From the 4th Circuit motion:
Proceeding with the proposed cure process also poses a serious risk of irreparable harm directly to Justice Riggs by undermining the legitimacy of her election victory. The U.S. Supreme Court issued a stay in Bush v. Gore, forestalling various state-court remedies pending federal court review of the equal protection issues, because proceeding with a state process “of questionable legality” threatens irreparable harm to a candidate, as well as to the public, “by casting a cloud upon what [she] claims to be the legitimacy of [her] election.” 531 U.S. 1046, 1047 (2000) (mem.) (Scalia, J., concurring)….

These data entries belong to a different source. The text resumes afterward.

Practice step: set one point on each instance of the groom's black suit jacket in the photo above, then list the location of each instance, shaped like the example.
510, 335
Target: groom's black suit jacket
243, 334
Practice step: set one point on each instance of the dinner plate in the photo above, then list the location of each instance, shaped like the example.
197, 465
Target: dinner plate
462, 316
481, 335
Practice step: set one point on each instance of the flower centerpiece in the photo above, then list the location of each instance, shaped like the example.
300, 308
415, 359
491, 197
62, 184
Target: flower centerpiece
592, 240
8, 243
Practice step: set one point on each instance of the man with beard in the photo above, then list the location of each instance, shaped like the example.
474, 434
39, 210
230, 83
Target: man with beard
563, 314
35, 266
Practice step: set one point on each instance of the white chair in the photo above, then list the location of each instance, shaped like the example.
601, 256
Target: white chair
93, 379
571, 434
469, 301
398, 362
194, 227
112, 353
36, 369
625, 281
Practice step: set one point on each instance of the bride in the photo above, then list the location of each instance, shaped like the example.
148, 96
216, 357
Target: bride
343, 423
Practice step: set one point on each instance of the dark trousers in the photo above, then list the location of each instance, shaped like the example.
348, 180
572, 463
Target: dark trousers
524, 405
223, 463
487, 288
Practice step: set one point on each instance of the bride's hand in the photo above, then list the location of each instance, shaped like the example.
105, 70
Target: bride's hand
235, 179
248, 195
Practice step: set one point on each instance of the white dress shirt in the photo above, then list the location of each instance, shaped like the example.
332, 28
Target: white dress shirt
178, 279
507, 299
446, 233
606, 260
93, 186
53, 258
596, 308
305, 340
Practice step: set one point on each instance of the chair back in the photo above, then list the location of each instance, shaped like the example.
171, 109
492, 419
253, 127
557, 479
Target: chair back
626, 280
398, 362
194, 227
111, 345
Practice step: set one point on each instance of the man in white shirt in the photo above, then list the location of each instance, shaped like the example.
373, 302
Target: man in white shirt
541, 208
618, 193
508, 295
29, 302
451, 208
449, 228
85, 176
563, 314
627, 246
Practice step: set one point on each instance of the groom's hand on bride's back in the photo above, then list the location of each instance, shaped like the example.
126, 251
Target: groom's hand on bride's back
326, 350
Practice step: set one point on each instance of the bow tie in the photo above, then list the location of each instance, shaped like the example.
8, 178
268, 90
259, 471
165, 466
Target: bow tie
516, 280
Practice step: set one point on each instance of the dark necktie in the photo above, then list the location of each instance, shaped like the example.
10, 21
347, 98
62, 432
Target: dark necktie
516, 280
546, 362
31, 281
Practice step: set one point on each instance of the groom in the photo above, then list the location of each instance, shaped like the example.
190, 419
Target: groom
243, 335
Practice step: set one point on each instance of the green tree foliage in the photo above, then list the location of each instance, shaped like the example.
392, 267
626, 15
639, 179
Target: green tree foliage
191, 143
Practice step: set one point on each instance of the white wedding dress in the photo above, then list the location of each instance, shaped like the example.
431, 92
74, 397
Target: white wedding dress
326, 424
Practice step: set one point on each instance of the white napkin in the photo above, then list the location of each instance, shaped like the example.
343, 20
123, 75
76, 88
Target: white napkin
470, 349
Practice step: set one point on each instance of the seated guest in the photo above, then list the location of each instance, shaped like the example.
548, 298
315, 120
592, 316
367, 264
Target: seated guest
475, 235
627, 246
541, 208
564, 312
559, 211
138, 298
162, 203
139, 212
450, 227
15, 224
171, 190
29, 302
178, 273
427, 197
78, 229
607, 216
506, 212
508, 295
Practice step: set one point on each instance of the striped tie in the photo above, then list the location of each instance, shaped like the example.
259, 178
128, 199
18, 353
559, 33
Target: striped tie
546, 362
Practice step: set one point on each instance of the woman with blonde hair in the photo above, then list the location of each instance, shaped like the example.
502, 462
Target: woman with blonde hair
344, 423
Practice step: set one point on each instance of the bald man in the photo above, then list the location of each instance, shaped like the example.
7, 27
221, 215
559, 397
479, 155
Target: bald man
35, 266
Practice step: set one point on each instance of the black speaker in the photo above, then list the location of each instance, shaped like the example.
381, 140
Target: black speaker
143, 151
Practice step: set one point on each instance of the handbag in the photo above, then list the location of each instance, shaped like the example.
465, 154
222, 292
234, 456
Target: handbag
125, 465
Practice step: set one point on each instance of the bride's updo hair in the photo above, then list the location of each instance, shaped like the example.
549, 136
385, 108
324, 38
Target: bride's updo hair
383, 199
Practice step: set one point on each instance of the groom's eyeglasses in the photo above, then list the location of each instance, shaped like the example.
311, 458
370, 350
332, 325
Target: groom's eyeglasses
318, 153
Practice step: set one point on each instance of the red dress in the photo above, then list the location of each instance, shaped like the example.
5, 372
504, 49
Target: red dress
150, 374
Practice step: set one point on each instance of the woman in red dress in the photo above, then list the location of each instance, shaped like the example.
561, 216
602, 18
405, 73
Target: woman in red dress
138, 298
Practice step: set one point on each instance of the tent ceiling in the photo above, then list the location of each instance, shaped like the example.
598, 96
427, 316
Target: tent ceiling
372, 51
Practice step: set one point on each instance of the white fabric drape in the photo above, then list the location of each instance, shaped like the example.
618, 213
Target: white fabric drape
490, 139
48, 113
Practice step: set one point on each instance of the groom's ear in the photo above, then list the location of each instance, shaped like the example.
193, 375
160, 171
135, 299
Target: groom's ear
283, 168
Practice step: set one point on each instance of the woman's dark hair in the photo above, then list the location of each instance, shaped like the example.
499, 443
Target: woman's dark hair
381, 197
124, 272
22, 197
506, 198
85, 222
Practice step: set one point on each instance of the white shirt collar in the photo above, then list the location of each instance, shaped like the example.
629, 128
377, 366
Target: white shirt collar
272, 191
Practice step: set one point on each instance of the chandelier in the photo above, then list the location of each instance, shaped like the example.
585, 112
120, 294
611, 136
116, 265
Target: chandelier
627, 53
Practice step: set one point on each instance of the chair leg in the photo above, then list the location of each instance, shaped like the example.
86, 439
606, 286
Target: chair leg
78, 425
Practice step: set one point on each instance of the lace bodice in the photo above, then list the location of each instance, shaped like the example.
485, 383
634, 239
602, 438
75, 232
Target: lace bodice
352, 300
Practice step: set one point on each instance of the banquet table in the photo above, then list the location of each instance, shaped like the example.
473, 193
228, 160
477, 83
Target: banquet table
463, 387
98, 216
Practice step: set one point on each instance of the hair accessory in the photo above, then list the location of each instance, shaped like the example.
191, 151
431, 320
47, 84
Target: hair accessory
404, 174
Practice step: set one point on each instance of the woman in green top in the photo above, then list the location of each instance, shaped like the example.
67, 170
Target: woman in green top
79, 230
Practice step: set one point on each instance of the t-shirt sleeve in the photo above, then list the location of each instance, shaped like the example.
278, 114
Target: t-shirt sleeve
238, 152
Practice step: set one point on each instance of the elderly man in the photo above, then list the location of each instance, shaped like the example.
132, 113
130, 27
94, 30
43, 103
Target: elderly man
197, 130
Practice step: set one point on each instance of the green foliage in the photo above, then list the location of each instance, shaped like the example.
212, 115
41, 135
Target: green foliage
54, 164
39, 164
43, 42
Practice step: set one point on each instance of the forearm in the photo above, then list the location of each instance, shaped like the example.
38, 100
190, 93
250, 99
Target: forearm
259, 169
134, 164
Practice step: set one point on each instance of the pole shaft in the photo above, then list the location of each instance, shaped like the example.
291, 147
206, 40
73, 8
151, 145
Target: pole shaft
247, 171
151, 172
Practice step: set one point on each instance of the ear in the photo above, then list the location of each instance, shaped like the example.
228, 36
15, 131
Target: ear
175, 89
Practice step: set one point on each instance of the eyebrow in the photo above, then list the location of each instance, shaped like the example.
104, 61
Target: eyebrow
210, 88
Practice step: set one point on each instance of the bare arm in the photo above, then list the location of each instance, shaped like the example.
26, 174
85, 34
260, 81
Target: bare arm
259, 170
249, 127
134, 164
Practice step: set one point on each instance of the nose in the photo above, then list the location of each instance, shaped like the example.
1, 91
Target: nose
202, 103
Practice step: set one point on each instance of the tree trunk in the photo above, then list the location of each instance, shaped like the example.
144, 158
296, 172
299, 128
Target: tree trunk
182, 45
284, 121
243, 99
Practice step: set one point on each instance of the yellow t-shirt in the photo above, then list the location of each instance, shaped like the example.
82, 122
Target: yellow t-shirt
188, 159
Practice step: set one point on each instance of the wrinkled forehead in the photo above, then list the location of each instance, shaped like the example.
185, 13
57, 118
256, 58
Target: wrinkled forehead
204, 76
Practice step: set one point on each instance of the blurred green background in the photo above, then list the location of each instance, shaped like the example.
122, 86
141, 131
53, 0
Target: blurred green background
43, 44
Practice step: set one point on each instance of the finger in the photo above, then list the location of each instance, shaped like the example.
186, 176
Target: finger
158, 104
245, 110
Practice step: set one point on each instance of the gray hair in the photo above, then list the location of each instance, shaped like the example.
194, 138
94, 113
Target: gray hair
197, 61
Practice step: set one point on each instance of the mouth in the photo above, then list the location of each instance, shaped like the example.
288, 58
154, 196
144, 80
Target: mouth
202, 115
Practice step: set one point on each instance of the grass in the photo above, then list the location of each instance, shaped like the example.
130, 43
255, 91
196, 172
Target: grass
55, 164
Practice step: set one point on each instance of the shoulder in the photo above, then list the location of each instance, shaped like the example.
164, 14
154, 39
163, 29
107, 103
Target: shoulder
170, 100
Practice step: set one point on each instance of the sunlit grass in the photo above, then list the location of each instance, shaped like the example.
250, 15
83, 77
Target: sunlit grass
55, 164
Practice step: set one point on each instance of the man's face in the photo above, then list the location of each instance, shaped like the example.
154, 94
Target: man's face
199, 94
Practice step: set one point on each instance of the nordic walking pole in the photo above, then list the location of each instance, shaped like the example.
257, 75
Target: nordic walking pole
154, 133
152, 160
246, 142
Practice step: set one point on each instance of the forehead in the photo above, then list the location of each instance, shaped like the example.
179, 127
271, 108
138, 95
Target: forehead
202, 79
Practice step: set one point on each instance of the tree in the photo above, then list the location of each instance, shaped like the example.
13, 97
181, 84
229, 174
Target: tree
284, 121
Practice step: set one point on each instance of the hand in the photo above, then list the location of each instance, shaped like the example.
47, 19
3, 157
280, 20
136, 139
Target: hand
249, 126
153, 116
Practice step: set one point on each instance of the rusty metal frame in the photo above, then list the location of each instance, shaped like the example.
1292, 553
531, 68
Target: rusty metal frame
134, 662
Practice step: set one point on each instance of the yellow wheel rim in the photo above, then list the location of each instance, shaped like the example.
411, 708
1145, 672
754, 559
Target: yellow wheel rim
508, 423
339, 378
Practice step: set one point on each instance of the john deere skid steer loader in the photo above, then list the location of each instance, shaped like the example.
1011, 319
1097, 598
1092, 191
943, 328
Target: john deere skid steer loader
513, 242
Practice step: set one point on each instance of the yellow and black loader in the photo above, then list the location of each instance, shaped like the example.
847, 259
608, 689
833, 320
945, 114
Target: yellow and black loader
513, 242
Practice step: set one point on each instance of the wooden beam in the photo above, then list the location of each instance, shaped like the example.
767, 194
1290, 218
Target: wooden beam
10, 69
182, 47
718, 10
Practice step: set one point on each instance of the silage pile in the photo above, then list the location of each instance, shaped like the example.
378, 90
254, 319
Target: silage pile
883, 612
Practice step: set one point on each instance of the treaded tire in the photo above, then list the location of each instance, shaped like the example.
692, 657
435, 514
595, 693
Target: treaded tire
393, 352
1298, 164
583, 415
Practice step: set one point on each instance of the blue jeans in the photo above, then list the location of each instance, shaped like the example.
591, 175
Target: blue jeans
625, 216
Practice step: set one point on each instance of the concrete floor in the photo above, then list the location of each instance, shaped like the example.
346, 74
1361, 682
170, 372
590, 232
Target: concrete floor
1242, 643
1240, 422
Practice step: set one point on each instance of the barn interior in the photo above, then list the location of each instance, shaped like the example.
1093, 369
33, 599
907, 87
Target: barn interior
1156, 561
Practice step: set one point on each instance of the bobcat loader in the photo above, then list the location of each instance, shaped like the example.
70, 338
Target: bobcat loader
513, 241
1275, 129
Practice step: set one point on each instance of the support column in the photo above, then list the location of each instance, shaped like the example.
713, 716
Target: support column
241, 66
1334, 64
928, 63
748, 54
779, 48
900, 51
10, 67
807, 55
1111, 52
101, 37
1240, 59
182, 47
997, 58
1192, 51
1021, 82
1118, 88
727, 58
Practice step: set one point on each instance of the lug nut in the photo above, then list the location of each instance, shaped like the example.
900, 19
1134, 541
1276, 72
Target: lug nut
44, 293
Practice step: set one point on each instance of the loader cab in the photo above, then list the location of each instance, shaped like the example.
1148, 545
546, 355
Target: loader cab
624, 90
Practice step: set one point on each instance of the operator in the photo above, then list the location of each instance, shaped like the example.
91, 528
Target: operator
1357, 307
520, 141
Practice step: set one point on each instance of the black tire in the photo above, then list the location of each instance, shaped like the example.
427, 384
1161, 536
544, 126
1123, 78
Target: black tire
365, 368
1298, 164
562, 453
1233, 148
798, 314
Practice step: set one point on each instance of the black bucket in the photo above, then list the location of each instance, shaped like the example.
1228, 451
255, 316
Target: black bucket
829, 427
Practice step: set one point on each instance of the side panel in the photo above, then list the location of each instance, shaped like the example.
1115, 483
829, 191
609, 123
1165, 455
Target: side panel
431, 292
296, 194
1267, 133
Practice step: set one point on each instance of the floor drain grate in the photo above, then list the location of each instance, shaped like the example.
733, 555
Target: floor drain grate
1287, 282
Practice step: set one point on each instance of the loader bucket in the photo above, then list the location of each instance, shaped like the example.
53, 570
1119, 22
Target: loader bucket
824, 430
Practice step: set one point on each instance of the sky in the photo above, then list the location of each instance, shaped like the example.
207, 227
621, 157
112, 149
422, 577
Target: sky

Consistent with the Supreme Court’s issuance of a stay in Bush, federal courts across the country allow candidates for office to assert per se irreparable harm based on constitutional violations resulting from improper election challenges. See, e.g., Moore v. Circosta, 494 F. Supp. 3d 289, 321 (M.D.N.C. 2020); Jones v. United States Postal Serv., 488 F. Supp. 3d 103, 109, 139–40 (S.D.N.Y. 2020); Gallagher, 477 F. Supp. 3d at 26, 41–42. One can barely imagine the chaos that would ensue if an arbitrary, non-uniform, and constitutionally improper state-law “cure” process suggested a change to the election outcome, only for this Court later to decide that Justice Riggs’ constitutional arguments were meritorious and the “cure” process should never have proceeded. The proverbial toothpaste can never be put back in the tube, and that is exactly why the U.S. Supreme Court intervened in Bush v. Gore….
The challenged North Carolina voters were eligible to vote in November 2024, they followed every rule, and they acted in reliance on longstanding, unchallenged election laws. “Surely, upholding constitutional rights serves the public interest,” Newsom ex rel. Newsom v. Albemarle Cnty. Sch. Bd., 354 F.3d 249, 261 (4th Cir. 2003), especially when, as here, the threatened constitutional violation would erode the “fundamental” right to vote, Raleigh Wake Citizens Ass’n v. Wake Cnty. Bd. of Elections, 827 F.3d 333, 337 (4th Cir. 2016) (quoting Bush, 531 U.S. at 104–05). “Count first, and rule upon legality afterwards, is not a recipe for producing election results that have the public acceptance democratic stability requires.” Bush, 531 U.S. at 1047 (Scalia, J., concurring).
I had fleshed out such an argument earlier this week in my Slate piece.